Michael Epps was nervous the first time Eagle Rock High played the Sherman Oaks Center for Enriched Studies in basketball this season.
Epps, an Eagle Rock forward, was just a few points away from establishing a school career scoring record and the home crowd was providing him with constant reminders.
"Fans kept yelling, 'three points to go, two points to go,' " Epps recalled. "I couldn't really concentrate. I'd shoot five-footers and miss the rim."
Epps, a 6-foot-3 senior, eventually found his range and scored 26 points in an Eagle Rock win to break Hugo Mendoza's mark of 892 set in in 1981-83.
Since then, the sharp-shooting senior hasn't missed a beat.
Last Friday, with only his team's record to think about, Epps scored a career-high 50 points in the rematch between the schools.
"I missed my first four three-point shots and after that I started hitting everything," said Epps, whose previous high was 35. "The guards just kept getting me the ball."
Epps finished 19 of 36 from the floor, including eight three-point baskets.
"I've never seen a kid shoot so quickly," Sherman Oaks assistant Ed Weathersby said. "You want him to dribble, because if he does that, at least you slow him down.
"He can stand three to four feet behind the three-point line and hit it easily. That's a layup, a 15-footer for that guy.
"You could see he was bred to shoot the ball."
Indeed, Epps is from a family long on basketball talent.
John Epps, Michael's older brother, averaged 19.3 points a game during his senior year at Eagle Rock in 1987 and was selected All-City Section and to The Times' All-Glendale team.
Tina Epps, his sister, was a two-time All-City player who averaged 23 points and 21 rebounds her senior year in 1986 and was twice named The Times' Glendale Player of the Year.
But where his siblings were physical, inside players, Epps has gained his reputation as an outside threat. Weighing just 165 pounds, he patterns himself after Arizona forward Sean Elliott and Indiana Pacer forward Reggie Miller, formerly of UCLA.
The perimeter is Epps' paradise.
"When he gets on a roll, nobody is going to stop him," Eagle Rock Coach Bill Whiting said. "A lot of teams have tried to throw a box-and-one defense at him."
Epps, however, has overcome the specialized defensive pressure. He averages 26.5 points for an Eagle Rock team that finished the regular season 12-10 overall and 8-5 in the Northeastern League of the City Section 3-A Division.
Epps also overcame some personal adversity this season.
In December, his father John Sr., died suddenly from a heart attack.
"I dedicated this season to him," Michael said. "He never really got to see me play in high school so I decided to play every game for him. I know he's proud of me right now."
Early in the season, Epps severely sprained his left ankle in a game against Marshall but continued to play even after aggravating the injury against Wilson, which won the league title.
Despite the setbacks, however, Epps has improved his game and become a more complete player.
"Last year, he was very one-dimensional," Whiting said. "All he did was score.
"This year, he has worked hard on his defense and his rebounding."
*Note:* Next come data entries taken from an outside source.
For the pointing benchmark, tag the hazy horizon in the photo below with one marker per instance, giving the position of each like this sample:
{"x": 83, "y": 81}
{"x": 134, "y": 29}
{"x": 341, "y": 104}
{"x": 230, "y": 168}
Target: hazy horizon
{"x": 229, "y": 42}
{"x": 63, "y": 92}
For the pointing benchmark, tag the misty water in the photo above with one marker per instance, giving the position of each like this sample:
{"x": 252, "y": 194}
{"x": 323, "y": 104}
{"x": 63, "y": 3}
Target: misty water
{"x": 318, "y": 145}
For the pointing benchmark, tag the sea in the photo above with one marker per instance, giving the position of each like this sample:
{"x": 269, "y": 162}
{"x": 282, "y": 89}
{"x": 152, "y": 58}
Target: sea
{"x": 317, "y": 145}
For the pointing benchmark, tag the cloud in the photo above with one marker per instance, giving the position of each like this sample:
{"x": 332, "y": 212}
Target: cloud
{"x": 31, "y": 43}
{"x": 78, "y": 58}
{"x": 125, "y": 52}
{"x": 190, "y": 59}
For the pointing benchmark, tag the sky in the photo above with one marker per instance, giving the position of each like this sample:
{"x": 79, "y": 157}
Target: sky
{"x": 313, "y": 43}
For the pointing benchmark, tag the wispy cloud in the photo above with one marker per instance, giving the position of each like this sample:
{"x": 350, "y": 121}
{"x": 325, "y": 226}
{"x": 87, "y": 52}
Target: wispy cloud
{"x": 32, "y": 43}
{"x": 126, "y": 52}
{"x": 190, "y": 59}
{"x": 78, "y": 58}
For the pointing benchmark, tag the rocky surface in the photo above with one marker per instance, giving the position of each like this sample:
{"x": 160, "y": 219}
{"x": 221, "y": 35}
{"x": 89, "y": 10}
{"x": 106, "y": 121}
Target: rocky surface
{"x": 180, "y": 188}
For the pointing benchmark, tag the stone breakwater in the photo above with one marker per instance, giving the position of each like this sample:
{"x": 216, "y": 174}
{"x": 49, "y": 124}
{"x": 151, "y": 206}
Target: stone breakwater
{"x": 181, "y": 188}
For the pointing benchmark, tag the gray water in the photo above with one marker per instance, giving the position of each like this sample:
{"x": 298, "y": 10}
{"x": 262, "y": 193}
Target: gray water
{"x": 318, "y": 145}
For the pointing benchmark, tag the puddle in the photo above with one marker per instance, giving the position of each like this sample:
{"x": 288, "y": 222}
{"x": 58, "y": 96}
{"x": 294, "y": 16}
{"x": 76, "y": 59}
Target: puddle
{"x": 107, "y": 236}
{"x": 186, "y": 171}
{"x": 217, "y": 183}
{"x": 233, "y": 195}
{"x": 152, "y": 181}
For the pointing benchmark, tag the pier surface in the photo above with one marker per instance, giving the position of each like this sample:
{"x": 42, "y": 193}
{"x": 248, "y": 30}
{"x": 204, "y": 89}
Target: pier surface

Epps averages 9.5 rebounds a game for the Eagles, who recovered from a slow start in league play to win six of their last seven games.
"At the beginning of the year, Michael was trying to do too much himself," Whiting said. "We talked it over and he finally realized that he was going to get his points no matter what and it was better from a team perspective to spread it around."
Epps is still demonstrative on the court, often throwing a fist into the air to fire up teammates.
But a change in his mental approach to the game has become evident to longtime Epps watchers.
"I've seen enough of Michael Epps to last a lifetime," said Wilson Coach Mario Cantu, who remembers Epps as a 135-pound ninth-grader. "He's changed, not so much physically as the way he handles himself on the court. He's matured emotionally."
After the season, Epps will undertake a weightlifting regimen in preparation for next season, which he said will probably be spent at a local college.
"You can never tell with kids," Whiting said. "Some of them really progress and some . . . lock out.
"But I think Michael has a lot of potential to go beyond where he is right now."